Can Argentinian Harry Potter save the world?
Democracy Earth Foundation just announced the 1.0 Alpha release of its blockchain-based voting platform, Sovereign. The founder, Santiago Siri, is a developer’s developer, with legions of fans around the world, including some 55,000 Twitter followers. A TED talker who is being honored by the World Economic Forum this November, he is a Borges-quoting full stack developer and gamer who can sometimes be heard in speeches and podcasts referencing John Lennon as he imagines the possibilities of a world with bitcoin blockchain technology at its disposal.
In his round glasses and shock of brown hair he often looks like Harry Potter but instead of Gryffindor colors, it is Argentina’s blue and white. The other day while planning a hackathon, I heard one of his colleagues, a French developer born in the 1990’s, quote Woody Guthrie that “Ze times, zey are a changing!” He also favors round glasses, with a similar shock of untamed brown hair to the founder, thus he is French Harry Potter.
I like hearing wisdom from the past echoing forward in the voices of the future, the accents of the world. I like it that the future is in the hands of such as Argentinian Harry Potter and French Harry Potter.
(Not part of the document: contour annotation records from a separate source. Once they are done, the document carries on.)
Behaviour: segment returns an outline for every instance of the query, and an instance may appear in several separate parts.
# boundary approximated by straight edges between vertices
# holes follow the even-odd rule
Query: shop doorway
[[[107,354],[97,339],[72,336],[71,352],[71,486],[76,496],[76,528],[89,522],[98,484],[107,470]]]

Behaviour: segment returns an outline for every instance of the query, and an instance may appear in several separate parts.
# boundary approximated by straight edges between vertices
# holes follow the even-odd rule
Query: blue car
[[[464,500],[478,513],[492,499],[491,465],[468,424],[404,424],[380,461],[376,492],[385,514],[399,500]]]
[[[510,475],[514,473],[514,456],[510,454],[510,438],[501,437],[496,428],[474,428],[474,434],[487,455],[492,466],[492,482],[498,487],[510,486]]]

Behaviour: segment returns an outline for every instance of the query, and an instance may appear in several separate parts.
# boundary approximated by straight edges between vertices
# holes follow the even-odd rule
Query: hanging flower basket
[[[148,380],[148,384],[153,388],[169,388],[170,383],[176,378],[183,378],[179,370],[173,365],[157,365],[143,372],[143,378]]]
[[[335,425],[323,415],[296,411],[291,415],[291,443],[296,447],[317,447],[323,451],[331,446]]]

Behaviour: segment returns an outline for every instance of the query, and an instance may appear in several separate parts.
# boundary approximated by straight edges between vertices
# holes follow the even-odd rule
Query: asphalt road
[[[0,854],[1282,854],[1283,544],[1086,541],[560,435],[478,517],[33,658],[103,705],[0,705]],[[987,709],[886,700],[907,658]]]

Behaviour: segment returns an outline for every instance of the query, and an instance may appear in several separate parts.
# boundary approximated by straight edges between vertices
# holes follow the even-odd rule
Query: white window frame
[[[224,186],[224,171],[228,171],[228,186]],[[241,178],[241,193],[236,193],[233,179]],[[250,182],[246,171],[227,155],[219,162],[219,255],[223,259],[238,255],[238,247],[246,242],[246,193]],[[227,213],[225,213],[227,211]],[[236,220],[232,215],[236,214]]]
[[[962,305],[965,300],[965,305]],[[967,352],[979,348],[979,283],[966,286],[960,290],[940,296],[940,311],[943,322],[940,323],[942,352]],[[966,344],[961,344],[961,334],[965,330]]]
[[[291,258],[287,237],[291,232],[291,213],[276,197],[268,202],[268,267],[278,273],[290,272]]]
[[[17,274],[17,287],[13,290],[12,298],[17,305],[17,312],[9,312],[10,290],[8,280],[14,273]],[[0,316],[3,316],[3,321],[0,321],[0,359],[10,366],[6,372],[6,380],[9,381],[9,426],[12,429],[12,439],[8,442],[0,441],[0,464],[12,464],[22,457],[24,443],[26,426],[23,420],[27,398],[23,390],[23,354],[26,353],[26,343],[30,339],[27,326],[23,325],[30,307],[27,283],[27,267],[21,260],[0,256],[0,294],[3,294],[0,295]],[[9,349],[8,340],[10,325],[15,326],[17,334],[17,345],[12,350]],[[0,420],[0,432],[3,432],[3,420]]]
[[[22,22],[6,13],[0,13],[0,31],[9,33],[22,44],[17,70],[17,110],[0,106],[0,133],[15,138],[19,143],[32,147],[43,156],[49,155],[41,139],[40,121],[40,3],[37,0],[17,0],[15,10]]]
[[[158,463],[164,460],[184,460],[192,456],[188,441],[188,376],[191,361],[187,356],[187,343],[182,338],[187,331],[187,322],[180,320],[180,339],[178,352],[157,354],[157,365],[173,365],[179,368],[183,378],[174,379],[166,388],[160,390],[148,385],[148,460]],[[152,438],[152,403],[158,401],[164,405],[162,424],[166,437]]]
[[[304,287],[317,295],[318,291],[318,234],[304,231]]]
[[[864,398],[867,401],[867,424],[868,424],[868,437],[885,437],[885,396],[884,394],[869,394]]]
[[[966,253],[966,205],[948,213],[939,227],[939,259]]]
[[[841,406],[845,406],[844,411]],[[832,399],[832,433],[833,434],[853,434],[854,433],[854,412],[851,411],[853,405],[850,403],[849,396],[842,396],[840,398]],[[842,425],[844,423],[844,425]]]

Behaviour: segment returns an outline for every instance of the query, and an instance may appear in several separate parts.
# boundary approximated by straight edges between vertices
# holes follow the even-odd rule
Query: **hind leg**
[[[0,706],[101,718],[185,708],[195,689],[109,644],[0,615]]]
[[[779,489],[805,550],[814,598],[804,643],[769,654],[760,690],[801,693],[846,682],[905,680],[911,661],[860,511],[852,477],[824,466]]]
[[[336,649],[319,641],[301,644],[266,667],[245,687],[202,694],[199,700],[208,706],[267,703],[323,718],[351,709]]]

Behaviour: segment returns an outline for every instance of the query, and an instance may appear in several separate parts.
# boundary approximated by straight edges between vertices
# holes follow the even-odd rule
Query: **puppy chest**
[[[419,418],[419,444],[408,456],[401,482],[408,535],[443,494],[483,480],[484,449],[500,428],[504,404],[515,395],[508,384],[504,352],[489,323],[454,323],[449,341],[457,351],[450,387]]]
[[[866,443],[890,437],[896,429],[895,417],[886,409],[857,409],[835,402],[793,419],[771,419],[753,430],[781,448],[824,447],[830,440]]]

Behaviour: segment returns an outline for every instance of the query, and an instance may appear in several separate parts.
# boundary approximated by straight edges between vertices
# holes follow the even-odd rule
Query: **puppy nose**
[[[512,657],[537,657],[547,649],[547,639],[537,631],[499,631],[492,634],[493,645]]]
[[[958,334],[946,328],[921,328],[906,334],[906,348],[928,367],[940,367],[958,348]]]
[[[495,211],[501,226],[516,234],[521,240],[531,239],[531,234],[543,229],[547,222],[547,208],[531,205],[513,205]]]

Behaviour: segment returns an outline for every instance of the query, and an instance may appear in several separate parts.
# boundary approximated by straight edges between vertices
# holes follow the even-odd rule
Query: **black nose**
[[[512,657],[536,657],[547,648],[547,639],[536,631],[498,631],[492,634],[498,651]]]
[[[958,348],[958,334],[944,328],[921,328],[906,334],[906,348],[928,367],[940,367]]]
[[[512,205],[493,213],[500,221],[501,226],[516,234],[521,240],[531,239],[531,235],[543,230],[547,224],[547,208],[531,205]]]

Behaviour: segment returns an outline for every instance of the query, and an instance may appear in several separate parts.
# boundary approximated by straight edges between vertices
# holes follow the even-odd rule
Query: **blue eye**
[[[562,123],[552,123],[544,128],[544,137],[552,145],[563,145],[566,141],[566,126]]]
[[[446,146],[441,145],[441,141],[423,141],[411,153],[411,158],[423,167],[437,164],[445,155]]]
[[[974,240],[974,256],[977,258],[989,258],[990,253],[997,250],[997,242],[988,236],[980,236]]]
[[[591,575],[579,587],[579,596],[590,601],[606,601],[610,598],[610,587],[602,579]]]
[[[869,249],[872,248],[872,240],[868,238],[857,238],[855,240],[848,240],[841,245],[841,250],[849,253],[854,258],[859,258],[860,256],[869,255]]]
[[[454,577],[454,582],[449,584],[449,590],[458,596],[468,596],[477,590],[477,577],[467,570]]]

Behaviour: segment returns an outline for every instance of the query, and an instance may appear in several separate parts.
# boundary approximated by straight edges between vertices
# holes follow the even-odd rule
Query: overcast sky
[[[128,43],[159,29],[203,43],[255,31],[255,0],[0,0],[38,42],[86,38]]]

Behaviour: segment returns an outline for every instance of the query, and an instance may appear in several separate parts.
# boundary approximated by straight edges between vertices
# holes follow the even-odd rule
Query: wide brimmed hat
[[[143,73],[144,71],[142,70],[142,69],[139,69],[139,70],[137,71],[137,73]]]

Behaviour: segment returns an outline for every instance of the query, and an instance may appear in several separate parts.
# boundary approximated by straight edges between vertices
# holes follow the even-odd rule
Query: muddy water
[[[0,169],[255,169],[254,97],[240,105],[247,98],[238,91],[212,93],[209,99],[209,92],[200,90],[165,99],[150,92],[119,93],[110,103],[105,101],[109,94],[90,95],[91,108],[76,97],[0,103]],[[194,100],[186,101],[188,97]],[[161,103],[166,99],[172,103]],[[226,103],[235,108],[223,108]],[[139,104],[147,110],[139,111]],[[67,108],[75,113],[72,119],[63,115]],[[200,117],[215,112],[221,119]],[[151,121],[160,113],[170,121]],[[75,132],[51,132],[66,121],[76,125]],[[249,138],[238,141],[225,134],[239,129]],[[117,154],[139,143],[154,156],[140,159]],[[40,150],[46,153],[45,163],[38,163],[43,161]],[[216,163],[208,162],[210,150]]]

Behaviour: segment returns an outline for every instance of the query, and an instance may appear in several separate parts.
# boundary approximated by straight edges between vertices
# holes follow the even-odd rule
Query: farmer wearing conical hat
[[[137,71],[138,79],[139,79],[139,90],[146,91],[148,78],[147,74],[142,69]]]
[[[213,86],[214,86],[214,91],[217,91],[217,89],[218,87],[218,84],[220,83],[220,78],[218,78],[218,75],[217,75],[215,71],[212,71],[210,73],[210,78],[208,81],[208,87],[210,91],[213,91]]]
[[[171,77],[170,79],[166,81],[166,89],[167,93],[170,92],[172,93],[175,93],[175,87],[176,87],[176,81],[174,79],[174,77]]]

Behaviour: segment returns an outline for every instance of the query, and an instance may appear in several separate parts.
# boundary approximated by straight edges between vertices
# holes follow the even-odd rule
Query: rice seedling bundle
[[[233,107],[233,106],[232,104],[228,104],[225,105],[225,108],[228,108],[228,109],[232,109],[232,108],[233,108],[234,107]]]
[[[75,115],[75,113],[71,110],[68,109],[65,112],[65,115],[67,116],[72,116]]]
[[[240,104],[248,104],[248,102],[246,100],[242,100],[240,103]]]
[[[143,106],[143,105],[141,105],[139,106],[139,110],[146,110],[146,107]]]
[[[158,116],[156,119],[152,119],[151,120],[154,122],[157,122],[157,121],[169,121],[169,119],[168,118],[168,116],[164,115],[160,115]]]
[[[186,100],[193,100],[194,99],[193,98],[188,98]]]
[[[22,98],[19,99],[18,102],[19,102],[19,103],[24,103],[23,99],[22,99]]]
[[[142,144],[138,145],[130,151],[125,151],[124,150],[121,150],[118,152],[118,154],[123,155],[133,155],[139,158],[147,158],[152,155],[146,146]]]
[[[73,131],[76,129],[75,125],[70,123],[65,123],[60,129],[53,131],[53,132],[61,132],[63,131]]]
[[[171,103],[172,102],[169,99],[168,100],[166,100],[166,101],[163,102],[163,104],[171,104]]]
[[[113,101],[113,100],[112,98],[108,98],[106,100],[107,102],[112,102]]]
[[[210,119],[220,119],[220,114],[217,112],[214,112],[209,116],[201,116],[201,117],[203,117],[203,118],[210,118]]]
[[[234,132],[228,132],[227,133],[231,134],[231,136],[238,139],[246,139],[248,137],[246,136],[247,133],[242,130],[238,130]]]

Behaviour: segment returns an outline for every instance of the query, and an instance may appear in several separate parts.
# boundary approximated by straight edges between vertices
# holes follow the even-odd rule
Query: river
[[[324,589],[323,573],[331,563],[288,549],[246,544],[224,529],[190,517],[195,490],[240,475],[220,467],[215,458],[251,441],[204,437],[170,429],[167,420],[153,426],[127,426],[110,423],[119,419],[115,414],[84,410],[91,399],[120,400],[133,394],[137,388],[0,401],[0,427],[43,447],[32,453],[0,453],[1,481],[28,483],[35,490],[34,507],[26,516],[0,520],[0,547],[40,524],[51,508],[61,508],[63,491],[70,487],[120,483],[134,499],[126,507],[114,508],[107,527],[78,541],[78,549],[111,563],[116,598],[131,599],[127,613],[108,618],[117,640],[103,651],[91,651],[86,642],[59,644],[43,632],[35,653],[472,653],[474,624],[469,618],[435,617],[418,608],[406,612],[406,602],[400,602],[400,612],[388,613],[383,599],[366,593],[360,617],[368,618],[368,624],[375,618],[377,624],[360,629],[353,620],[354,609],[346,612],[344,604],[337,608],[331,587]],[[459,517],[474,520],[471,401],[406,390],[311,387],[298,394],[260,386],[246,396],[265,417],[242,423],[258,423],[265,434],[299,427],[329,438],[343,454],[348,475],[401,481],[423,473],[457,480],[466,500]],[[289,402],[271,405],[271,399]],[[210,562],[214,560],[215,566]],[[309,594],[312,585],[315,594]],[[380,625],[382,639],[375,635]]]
They are good and amazingly capable hands (it doesn’t hurt that they *also* work with Venezuelan Harry Potter, and Brazilian Hermione, who are equally amazing).
Pardon my magical references, but the world of software startups is a crazy place where world-changing things happen in the hands of a surprisingly small number of people.
There is a reason foreign influences are working so hard to wage a war of disinformation and distrust of the media – hacking elections at the ballot box will soon be not worth the effort, blockchain technology will enable truly incorruptible elections, in which we each own our own vote, can delegate and revoke at will, and can verify it was counted.
Soon you will think no more of voting from your mobile phone instead of going to a polling station, than you think of sending an email instead of a letter. In a short time, we will have a hard time explaining to new voters why we have for so long clung to the processes, expense and corruptibility of ‘point in time’ elections with physical ballot boxes. The technology is not yet widely deployed but it will be, and very quickly – we’re just entering the hockey stick part of the growth curve of Internet 2.0.
I am far from alone in the world when I say, it’s about time.